Anne Coglianese,’15, sees a bottled drink and thinks about leadership and sustainability. She began conducting research on sustainable leadership in the fall and presented her findings this spring at the Jepson Research Symposium.  

“For multinational corporations to truly claim to be leaders in sustainable business they must ensure that products and services are produced in environmentally conscious ways and at a rate that can be sustained in an equitable world,” says Coglianese.

She was one of 10 students to showcase research at the symposium, held April 17 in Jepson Hall. Poster presentations, a slideshow, and remarks by some faculty advisors took center stage.  

Emmy Morse, ’15, who was given the Fredric M. Jablin Award for Undergraduate Research, spent the past year or so researching the “dark side” of volunteering.

“Volunteering is generally thought of as a selfless, positive act,” says Morse. “However, there are situations in which volunteers may actually do more harm than good. Examining the reasons why students volunteer as well as how effective they believe volunteering to be is important in order to help them avoid causing harm to vulnerable populations.”

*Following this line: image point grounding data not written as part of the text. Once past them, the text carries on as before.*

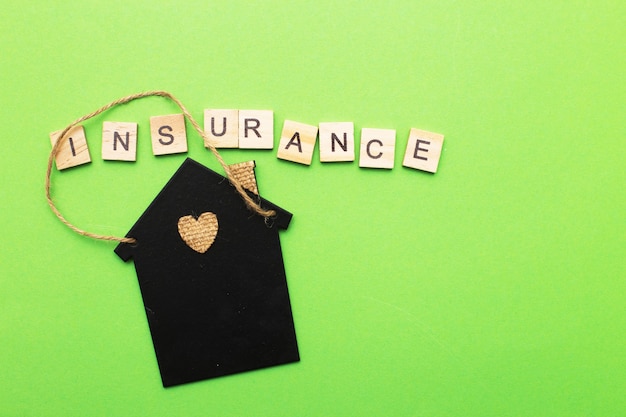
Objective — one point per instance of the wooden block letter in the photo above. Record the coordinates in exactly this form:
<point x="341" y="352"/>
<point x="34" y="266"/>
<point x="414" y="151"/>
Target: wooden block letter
<point x="297" y="142"/>
<point x="423" y="150"/>
<point x="222" y="128"/>
<point x="119" y="141"/>
<point x="74" y="150"/>
<point x="168" y="134"/>
<point x="256" y="129"/>
<point x="377" y="148"/>
<point x="336" y="142"/>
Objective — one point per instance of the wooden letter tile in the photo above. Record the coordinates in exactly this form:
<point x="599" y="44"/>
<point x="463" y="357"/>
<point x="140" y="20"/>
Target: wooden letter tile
<point x="119" y="141"/>
<point x="377" y="148"/>
<point x="74" y="150"/>
<point x="336" y="142"/>
<point x="423" y="150"/>
<point x="168" y="134"/>
<point x="256" y="129"/>
<point x="222" y="128"/>
<point x="297" y="142"/>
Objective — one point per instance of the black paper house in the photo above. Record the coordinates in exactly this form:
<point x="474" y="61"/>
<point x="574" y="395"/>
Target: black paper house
<point x="219" y="310"/>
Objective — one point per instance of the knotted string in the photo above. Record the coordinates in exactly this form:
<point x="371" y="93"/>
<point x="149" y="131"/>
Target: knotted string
<point x="252" y="204"/>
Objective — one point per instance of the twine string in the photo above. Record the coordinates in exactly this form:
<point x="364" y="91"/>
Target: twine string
<point x="251" y="203"/>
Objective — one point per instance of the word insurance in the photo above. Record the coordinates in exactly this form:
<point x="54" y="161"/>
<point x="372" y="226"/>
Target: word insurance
<point x="254" y="129"/>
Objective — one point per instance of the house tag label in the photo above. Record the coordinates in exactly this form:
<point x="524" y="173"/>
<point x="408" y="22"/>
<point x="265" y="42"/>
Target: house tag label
<point x="223" y="307"/>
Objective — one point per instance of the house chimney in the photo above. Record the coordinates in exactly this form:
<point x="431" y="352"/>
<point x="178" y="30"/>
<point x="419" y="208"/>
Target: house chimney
<point x="244" y="173"/>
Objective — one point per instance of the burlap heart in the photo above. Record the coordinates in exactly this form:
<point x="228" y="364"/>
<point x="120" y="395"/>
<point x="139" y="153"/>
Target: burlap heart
<point x="199" y="234"/>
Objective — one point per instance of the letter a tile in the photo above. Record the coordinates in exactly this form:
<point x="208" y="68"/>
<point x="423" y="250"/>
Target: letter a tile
<point x="168" y="134"/>
<point x="297" y="142"/>
<point x="423" y="150"/>
<point x="74" y="150"/>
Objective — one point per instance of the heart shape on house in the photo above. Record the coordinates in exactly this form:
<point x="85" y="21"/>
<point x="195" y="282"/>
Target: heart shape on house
<point x="198" y="233"/>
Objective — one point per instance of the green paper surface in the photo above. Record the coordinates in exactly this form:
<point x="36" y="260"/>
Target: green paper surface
<point x="495" y="287"/>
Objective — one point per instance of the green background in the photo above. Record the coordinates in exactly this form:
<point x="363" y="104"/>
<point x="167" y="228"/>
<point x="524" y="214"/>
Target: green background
<point x="496" y="287"/>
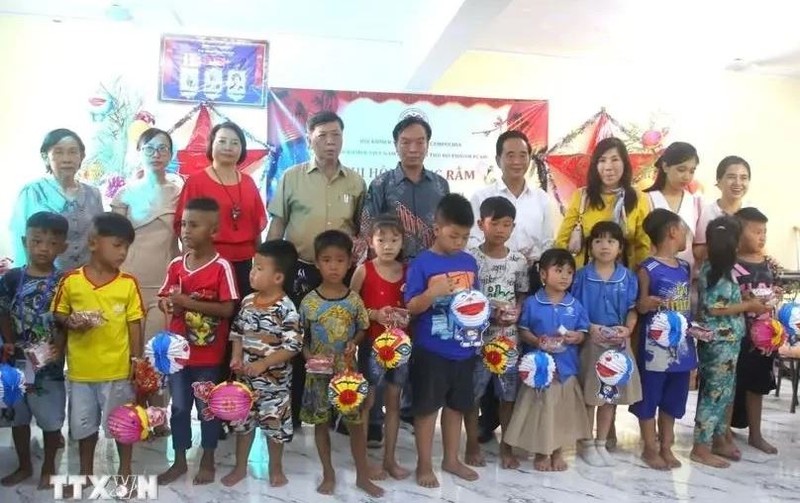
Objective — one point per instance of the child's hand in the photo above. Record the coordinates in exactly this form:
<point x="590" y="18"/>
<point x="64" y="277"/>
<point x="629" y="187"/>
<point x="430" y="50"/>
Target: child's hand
<point x="755" y="306"/>
<point x="383" y="317"/>
<point x="441" y="286"/>
<point x="623" y="334"/>
<point x="165" y="305"/>
<point x="132" y="372"/>
<point x="7" y="352"/>
<point x="82" y="321"/>
<point x="256" y="368"/>
<point x="573" y="337"/>
<point x="179" y="299"/>
<point x="651" y="303"/>
<point x="350" y="349"/>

Mollie Reese, ’15, and Annette Schieffelin, ’17, chose to work together to research perfectionism and how high personal standards and beliefs about growth affect leadership.         

“The purpose of the research is to increase our understanding of both perfectionism and mindsets as they relate to leadership aspirations and adaptive coping to leadership failures,” says Reese. “This study showed that perfectionism can be a good thing.”

Other topics this year included immigration and global governance, public education, ethical decision making, The Rice House Project, increasing participation in STEM, and terror management.